A la Colline, un ancien conte napolitain adapté par Emma Dante fait revivre les disparus
La scène est plongée dans le noir. Un vieil homme, resté seul dans la maison familiale, observe la pâte qu’il a préparée pour confectionner le gâteau traditionnel offert aux morts en ce 2 novembre, jour des défunts en Sicile.
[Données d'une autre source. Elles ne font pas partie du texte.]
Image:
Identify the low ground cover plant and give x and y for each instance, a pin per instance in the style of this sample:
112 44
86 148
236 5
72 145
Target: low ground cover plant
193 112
Derrière lui, trois femmes en noir, telles des Parques. Dans l’attente que la pâte lève, tout en la saupoudrant de farine, il se remémore ses chers disparus qui, peu à peu, viennent l’entourer. Outre ses trois jeunes sœurs, mortes du typhus, il y a le père marin parti un beau jour, la mère inconsolable espérant son retour tous les matins, et aussi une tante, son amant espagnol, le garçon adopté,… Chacun est là, saisi dans son temps, avec son caractère affirmé, sa personnalité, bien en vie. Ca joue et chahute sur le plateau, ça danse, s’aime et se bat : les femmes à la vie difficile, les hommes ingrats et volages. Quand la pâte du gâteau est levée, le vieil homme peut enfin donner forme au puppo di zucchero, petite poupée recouverte de sucreries.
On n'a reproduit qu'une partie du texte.